En 1730, alors que Pierre-Imbert tombe malade et n’entreprendra plus de grands travaux d’après Rigaud jusqu’au Portrait de l’abbé Pucelle en 1739, se contentant de terminer les cuivres commencés par son père d’après ce peintre, Claude a l’opportunité de réaliser le portrait du comte Philippe-Louis de Zinzendorf, en grand habit de l’ordre de la Toison d’Or (cat. Cl. Dr., n° 9). Employant une grande variété d’outils, mêlant les tailles et les coups de burin, Claude réalise quelques prouesses dignes de celles de son oncle et de son cousin pour le traitement des reflets du velours du manteau et de la soie le doublant.
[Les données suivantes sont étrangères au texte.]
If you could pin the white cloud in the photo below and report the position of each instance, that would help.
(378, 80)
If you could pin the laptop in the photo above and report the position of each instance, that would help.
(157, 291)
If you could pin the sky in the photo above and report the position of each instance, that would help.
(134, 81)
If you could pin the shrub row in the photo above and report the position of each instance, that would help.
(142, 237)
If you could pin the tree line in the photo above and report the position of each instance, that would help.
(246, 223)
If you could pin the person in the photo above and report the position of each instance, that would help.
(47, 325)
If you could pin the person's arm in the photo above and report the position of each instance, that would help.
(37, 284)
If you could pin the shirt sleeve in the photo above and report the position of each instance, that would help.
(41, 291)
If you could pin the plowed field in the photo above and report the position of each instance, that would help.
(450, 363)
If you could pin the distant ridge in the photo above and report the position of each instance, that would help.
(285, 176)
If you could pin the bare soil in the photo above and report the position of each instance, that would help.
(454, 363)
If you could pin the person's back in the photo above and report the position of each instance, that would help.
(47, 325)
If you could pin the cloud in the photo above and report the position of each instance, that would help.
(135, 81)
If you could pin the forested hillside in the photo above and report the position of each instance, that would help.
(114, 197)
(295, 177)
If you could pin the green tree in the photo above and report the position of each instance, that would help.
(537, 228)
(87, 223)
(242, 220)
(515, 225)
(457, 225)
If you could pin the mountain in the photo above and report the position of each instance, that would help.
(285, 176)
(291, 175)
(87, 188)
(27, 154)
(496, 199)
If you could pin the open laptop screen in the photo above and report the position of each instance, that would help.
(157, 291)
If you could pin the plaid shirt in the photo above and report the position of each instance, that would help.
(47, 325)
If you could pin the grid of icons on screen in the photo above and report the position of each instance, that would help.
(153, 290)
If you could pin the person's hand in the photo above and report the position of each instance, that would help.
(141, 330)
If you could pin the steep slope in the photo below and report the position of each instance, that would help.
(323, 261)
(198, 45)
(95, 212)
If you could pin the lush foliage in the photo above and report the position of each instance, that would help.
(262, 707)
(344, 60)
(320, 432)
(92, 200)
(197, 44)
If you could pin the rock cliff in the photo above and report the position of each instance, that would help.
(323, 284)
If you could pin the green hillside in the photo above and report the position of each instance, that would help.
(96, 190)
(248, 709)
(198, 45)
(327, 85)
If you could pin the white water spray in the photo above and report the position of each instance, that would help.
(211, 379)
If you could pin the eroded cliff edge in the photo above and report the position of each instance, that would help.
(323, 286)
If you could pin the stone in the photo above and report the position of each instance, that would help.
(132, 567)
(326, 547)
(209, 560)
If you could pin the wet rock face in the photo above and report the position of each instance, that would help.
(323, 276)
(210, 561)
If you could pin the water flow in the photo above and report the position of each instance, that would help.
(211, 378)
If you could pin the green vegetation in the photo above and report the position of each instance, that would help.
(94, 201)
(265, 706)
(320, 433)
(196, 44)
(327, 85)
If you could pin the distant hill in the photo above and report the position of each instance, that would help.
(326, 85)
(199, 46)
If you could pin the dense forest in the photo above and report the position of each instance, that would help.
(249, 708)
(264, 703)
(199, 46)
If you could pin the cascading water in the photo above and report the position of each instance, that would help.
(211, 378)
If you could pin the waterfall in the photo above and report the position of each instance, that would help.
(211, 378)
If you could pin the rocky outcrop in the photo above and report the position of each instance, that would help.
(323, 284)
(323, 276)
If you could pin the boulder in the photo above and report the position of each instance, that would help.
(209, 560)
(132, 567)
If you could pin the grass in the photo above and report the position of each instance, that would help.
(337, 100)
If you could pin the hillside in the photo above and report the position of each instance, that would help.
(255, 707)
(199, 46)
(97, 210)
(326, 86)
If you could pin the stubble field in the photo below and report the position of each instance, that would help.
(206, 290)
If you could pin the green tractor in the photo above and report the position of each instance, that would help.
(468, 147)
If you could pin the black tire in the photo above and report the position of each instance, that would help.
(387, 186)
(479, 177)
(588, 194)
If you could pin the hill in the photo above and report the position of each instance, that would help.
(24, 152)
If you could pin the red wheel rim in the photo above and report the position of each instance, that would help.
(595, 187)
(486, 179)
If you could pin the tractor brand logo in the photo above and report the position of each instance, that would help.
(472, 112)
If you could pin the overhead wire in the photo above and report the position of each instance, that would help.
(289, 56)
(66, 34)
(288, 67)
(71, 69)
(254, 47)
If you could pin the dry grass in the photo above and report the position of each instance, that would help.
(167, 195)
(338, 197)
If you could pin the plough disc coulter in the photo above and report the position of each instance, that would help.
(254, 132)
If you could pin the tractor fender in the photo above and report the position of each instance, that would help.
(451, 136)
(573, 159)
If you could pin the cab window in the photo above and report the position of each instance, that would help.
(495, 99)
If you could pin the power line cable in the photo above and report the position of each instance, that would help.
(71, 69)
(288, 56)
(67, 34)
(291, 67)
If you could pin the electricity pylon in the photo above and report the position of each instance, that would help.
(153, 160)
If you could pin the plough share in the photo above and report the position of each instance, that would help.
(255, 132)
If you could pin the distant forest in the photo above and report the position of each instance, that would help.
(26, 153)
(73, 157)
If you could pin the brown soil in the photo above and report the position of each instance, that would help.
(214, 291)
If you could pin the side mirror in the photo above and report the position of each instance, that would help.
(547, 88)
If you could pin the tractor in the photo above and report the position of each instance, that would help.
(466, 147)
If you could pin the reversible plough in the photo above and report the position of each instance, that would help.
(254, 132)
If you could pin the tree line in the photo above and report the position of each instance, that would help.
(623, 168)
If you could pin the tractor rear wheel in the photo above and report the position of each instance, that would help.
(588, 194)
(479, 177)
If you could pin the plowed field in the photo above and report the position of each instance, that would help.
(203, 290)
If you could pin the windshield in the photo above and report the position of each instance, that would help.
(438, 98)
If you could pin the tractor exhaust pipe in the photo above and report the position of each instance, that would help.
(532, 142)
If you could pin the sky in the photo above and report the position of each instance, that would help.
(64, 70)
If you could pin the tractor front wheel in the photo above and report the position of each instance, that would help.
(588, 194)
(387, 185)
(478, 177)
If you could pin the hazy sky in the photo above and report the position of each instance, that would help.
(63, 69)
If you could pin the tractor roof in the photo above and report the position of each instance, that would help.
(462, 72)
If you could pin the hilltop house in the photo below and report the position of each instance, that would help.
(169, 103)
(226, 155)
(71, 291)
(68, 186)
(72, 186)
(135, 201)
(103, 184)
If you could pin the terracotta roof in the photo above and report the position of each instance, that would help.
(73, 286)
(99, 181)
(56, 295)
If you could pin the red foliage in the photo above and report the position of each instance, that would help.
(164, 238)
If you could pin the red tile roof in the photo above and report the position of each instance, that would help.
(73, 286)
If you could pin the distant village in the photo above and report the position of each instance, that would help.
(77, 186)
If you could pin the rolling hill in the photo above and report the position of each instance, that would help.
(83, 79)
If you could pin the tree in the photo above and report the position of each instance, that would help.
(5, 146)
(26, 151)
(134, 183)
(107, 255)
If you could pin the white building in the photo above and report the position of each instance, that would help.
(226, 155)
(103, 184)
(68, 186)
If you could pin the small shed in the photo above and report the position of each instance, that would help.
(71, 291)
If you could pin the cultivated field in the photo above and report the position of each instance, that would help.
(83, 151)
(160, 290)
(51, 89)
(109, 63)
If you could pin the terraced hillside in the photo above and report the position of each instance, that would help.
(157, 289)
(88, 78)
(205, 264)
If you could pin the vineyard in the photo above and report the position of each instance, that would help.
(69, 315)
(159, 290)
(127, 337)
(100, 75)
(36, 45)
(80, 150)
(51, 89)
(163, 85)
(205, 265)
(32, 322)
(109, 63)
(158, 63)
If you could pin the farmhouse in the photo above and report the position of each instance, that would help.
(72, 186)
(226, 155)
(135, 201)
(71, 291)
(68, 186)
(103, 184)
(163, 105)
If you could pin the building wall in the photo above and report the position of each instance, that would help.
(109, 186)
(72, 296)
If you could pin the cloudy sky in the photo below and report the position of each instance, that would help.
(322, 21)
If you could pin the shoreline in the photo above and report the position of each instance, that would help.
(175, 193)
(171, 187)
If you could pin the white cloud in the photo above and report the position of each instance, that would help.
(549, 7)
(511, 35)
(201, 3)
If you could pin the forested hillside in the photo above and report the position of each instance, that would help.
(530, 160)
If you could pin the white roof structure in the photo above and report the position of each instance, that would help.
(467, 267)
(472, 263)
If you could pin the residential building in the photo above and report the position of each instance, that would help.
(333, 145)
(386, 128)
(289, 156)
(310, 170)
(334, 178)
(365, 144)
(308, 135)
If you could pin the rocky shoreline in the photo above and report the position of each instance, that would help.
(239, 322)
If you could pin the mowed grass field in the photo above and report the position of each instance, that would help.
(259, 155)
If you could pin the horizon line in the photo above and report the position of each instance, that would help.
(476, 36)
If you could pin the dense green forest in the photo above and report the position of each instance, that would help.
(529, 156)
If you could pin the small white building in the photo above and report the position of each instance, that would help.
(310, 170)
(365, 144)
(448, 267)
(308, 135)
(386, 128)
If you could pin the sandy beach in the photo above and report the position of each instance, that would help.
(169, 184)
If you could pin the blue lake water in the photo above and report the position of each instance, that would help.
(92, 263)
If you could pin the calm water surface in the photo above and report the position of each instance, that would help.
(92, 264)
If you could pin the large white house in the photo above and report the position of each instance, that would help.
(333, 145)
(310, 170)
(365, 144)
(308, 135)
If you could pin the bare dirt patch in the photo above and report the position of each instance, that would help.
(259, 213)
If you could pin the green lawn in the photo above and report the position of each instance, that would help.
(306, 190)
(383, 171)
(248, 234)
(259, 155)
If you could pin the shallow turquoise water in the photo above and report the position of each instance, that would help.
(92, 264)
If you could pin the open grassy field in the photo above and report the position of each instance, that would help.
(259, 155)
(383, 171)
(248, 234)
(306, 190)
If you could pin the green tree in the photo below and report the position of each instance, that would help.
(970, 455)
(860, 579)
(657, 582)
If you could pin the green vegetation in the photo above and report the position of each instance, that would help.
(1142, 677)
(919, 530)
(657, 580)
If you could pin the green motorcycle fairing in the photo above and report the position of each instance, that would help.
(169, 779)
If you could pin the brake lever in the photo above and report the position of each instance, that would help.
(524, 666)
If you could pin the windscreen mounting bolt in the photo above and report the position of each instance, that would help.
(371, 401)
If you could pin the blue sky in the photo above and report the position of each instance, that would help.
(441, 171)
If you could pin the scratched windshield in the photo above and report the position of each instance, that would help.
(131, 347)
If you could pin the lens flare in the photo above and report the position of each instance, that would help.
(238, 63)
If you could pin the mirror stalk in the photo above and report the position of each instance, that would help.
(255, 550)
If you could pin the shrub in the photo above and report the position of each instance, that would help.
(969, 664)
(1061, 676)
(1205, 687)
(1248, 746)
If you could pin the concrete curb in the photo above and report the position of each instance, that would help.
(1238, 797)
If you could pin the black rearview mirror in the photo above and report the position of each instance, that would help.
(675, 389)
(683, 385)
Le style propre à Rigaud est évident dans la représentation des deux cardinaux que sont, d’une part l’archevêque de Paris, Guillaume de Vintimille (cat. Cl. Dr., n° 6) et dautre part, l’un des meilleurs portraits d’apparat réalisé par le graveur, le cardinal Henry-Oswald de la Tour d’Auvergne (cat. Cl. Dr., n° 11). Les prélats sont assis dans un fauteuil, en tenue de cérémonie, dans un riche environnement orné d’une draperie. Déjà, le portrait du Cardinal Dubois (cat. P.-I. Dr., n° 21), gravé d’après Rigaud par Pierre-Imbert ou encore celui de René-François de Beauvau du Rivau, gravé par Pierre et Pierre-Imbert, d’après Hyacinthe Rigaud (cat. P.-I. Dr., n°124/III), avaient été présentés dans une pose identique, à la différence de celui de Bossuet qui avait bénéficié d’une posture debout et quasiment royale. Le Mercure de France salue avec nombre d’éloges, le premier tirage en août 1749, du Portrait du Cardinal de la Tour d’Auvergne 718 .
Avec le portrait d’Alexandre Milon (cat. Cl. Dr., n° 12), Claude n’a jamais donné à son sujet d’expression plus ressentie, plus fine et plus naturelle. C’est pour cette raison, pour la proximité de la date de la mort de Pierre-Imbert et pour les termes employés par Claude ― laissant clairement entendre qu’il a terminé plusieurs cuivres commencés par son oncle et par son cousin pendant les derniers jours de celui-ci 719 , ― que l’on peut supposer en toute logique, que ce portrait a été commencé par Pierre-Imbert et achevé par Claude. Outre le visage, le reste de la gravure a été réalisée d’une main très sûre. Les tailles sont fermes et parfois profondes pour ménager des contrastes agréables aux yeux. L’aspect général de l’estampe est très velouté.
Deux autres peintres donnent à Claude l’occasion de s’exprimer encore dans le genre du portrait, Juste-Aurèle Moissonnier (1695-1750) et Adrien Le Prieur (†1742). Du premier, Claude grave le portrait de Jean-Victor Besenval (cat. Cl. Dr., n° 7), dans un format de grandeur moyenne, réalisé avec une grande maîtrise et beaucoup de goût et de nuances. Les tailles sont à la fois fines, légères ou pénétrantes. Du second, on trouve le portrait de l’abbé François-Pierre Calvairac (cat. Cl. Dr., n° 10), dont la fine gravure rappelle la manière de Pierre-Imbert. Ces deux portraits sont enchâssés dans un ovale.
Mercure de France dédié au Roy d’août 1749, p. 161. Voir plus loin, La fortune critique.
Supplique de Claude du 28 avril 1739 au Contrôleur Général des Bâtiments du roi. A. N., Maison du Roi, O1, 1088, fol. 80 ; voir annexes, vol. III, p. 46.